Any day now, the Kansas Supreme Court could hand the Kansas Legislature, just recovering from its harrowing 2017 session, a $600 million headache. And that’s just the two-year down payment on support of public education.
The court’s ruling in Gannon vs. Kansas could carry a lighter financial kick, but $600 million is the two-year increase in school spending that the plaintiff school districts contend would meet the Kansas Constitution’s requirement of “suitable” funding. The state’s lawyers contend that enough was done in the 2017 legislative session and that raising a penny more, much less $600 million, would be an unfair burden on everyone.
So how big a burden is $600 million? Clearly a staggering sum for most people or businesses, it’s half the amount ($1.2 billion) that the 2017 Legislature increased taxes when it overrode Gov. Sam Brownback’s veto and restored his 2014 tax cuts that had blown a huge hole in the state’s finances, credit rating and national reputation.
If — and it’s a major if — the court rules that the schools must get the entire amount, or it settles on $300 million or $150 million, or $1, the decision will reignite a series of prototypical Kansas debates about the balance of legislative versus judicial authority, the alleged “waste and inefficiency” in “administration-heavy” school systems, the place and power of teachers’ unions, the assertion that “throwing money at schools” won’t help, and even the value and necessity of public education itself.
We’ve been there too many times in almost five decades that litigation on school funding has been going on, and it’s time to move beyond those tired, unresolvable, delaying disputes.
But moving beyond argument to resolution is difficult for everyone, including the justices and legislators.

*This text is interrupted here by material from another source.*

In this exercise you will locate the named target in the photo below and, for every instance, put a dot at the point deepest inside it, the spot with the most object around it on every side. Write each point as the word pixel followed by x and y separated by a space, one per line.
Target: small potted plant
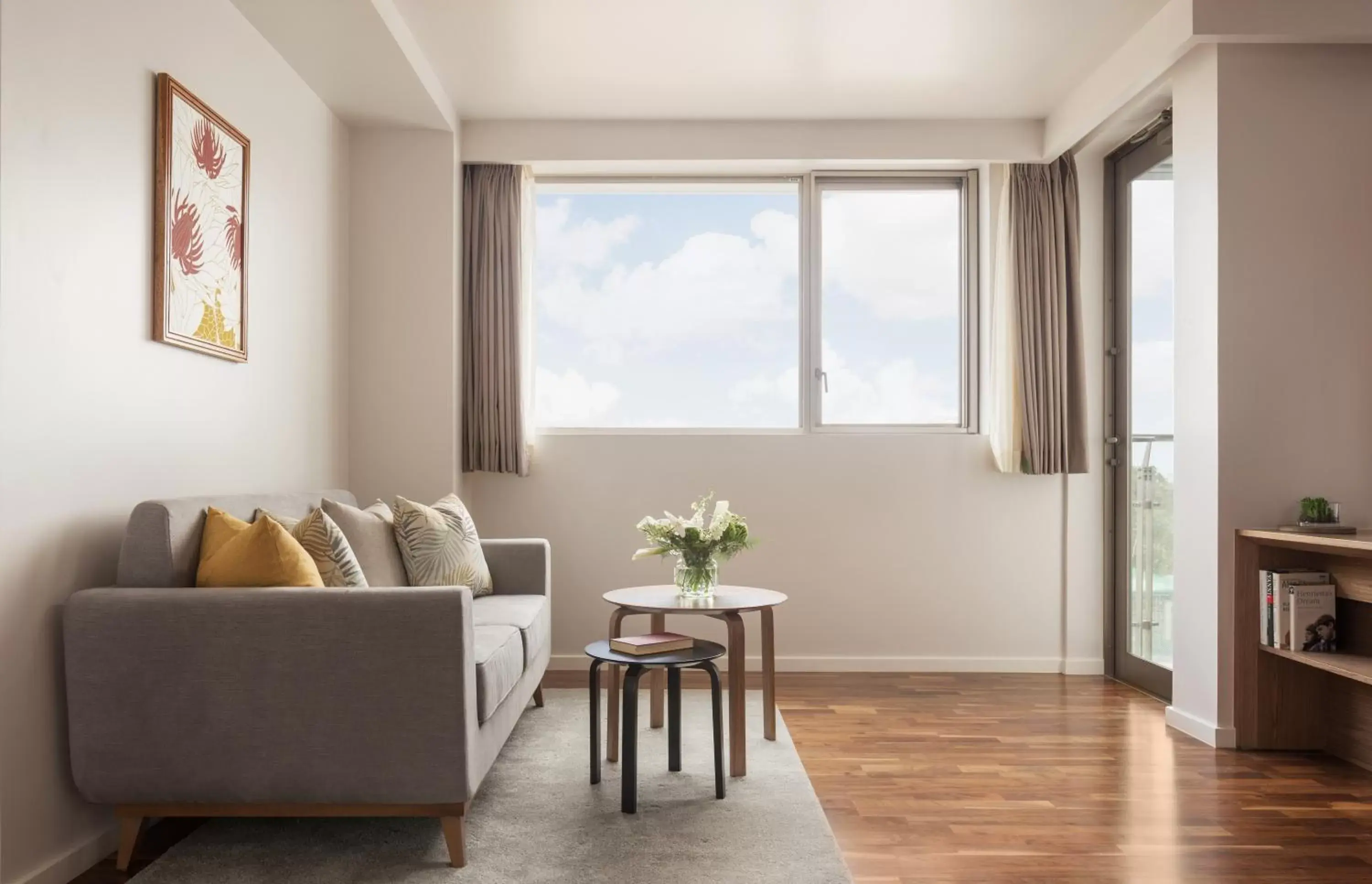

The justices recognize that levying taxes is the exclusive province of the legislative branch and are reluctant to usurp that authority, yet they have some obligation, having declared the existing amount unconstitutionally insufficient (which is within their duty), to suggest what amount might meet their test.
Legislators are slow to raise taxes because people hate it when that happens, but the court says they must produce the money. But from where?
Income taxes? Just had a substantial increase, though most of it was merely rolling back the foolish Brownback cuts.
Sales tax? It’s already among the nation’s highest, and raising sales taxes substantially begins to backfire: people cut spending, negatively affecting income taxes and the overall economy.
The 20 mill statewide property tax for schools? Raising $600 million would require almost doubling it, to 36 mills.
The sin taxes (alcohol, tobacco), gasoline, use taxes and licenses? Not nearly enough there no matter how much you multiply.
Deciding how to raise taxes is always a political calculation because it designates winners and losers: Which lobbyists wield the most clout and which campaign contributors prevail?
It’s time for everyone to recognize the necessity and duty to commit the money, however the courts and legislature arrive at an amount. That number should be thought about in the context of annual tax income from all sources, which presently is $7.531 billion. Thus, even $600 million would be about 8 percent; half of that — $300 million — would be 4 percent.
That’s not catastrophic, and the political calculation would be greatly simplified if we each accept that it’s an equally shared obligation. Develop a formula to raise each tax by an amount proportionate to its contribution and complete the job.